Step 5 — Type II error rate: β = 1 − 0.9793 = 0.0207, a roughly 2% chance of a false negative.

Step 6 — Required n for 80% power: n = ((z_α + z_β) / d)² = ((1.96 + 0.8416) / 0.5)² = (2.8016 / 0.5)² = 5.6032² ≈ 31.4, rounded up to 32 per group. The researcher's n = 64 per group is well above this threshold, confirming the study is adequately powered.

Limitations & notes

This calculator assumes a two-sample z-test framework with equal group sizes and a known (or well-estimated) effect size. For small samples (n < 30), a t-distribution with finite degrees of freedom should be used, and power will be slightly lower than reported here. The effect size input (Cohen's d) must be estimated from prior research or pilot data — poorly chosen effect sizes are the most common source of error in power analyses. The required-n output targets exactly 80% power; for higher thresholds (90%, 95%), use the formula n = ((z_α + z_β) / d)² with z_β = 1.2816 or 1.6449 respectively. This tool does not cover non-normal outcomes, paired designs, ANOVA, chi-squared tests, or survival analyses, each of which requires its own power formula. Post hoc power analysis — computing power after collecting data — is discouraged by most statisticians and journal editors, as it provides no information beyond the p-value already observed.

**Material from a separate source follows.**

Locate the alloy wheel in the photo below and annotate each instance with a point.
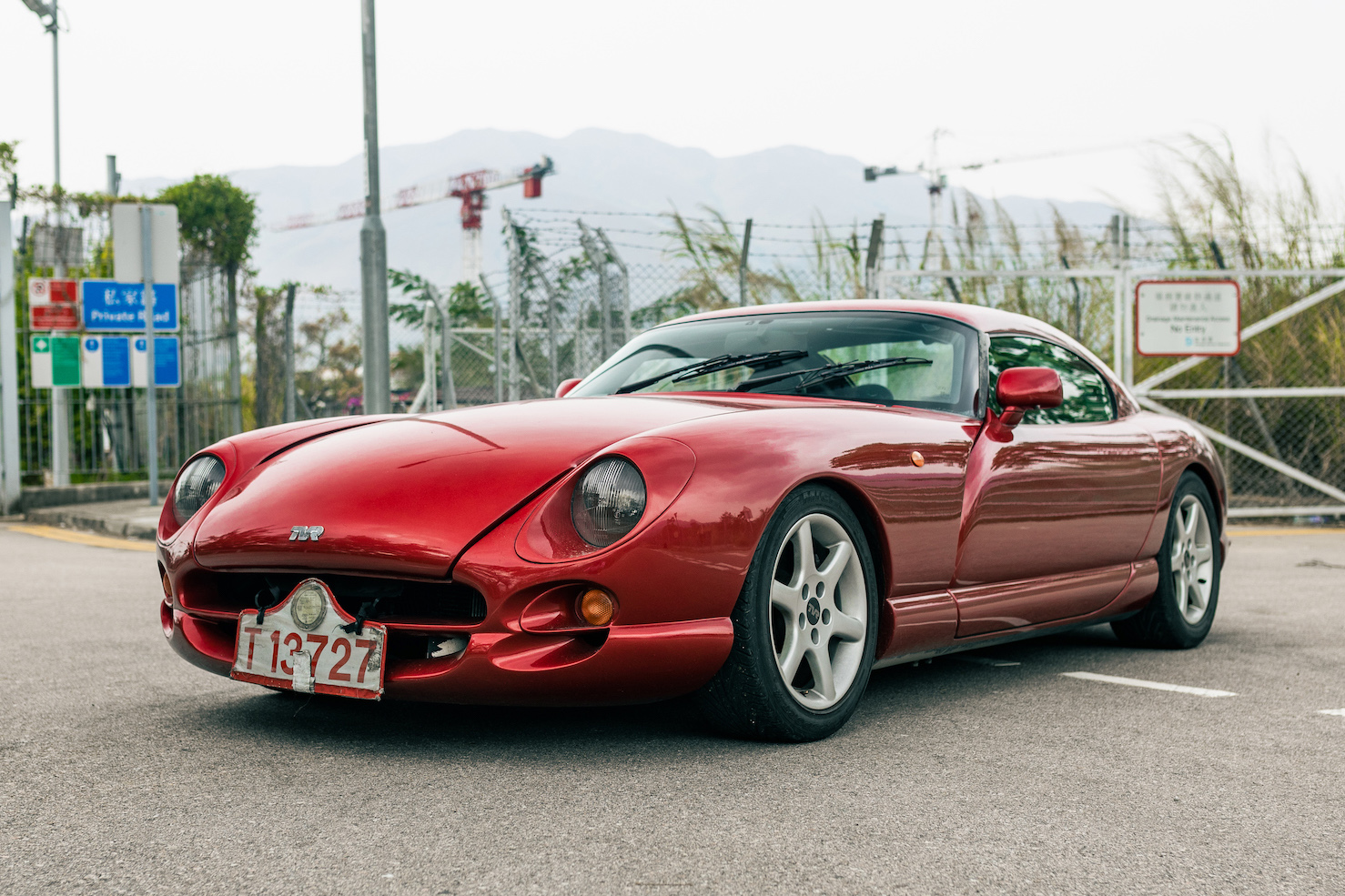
(819, 611)
(1192, 559)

Frequently asked questions

What is a good statistical power level for a study?

The widely accepted minimum is 80% power (β = 0.20), as established by Cohen (1988). Clinical trials and studies with high-stakes decisions often require 90% or even 95% power to reduce the risk of false negatives. Regulatory agencies such as the FDA typically require at least 80–90% power for confirmatory trials.

What is the difference between Type I and Type II errors?

A Type I error (false positive) occurs when you reject a true null hypothesis; its probability is α. A Type II error (false negative) occurs when you fail to reject a false null hypothesis; its probability is β. Statistical power equals 1 − β, so higher power means fewer false negatives. Researchers must balance both error types depending on the consequences of each mistake.

How do I choose the right effect size for my power analysis?

Effect size should be estimated from previous studies, meta-analyses, or domain expertise — not from your own pilot data, which can be unreliable due to small sample sizes. Cohen's benchmarks (small d = 0.2, medium d = 0.5, large d = 0.8) are useful starting points when no prior data exists. Always use the smallest effect size that would be clinically or practically meaningful, not the largest one you might hope for.

Why does increasing sample size increase statistical power?

Larger samples produce more precise estimates of the population parameter, reducing the standard error (σ/√n). This narrows the sampling distribution under the null hypothesis and shifts the non-centrality parameter λ = d√n upward, making it easier to distinguish the true effect from random noise. Power scales with √n, so quadrupling the sample size doubles the non-centrality parameter.

Is it valid to calculate power after seeing a non-significant result?

Post hoc (observed) power is strongly discouraged by statisticians because it is a deterministic function of the p-value — a non-significant result always corresponds to low observed power, providing no independent information. If your study was non-significant, report the confidence interval for the effect size instead, which gives readers the range of plausible true effects that are consistent with your data.

Last updated: 2025-01-15 · Formula verified against primary sources.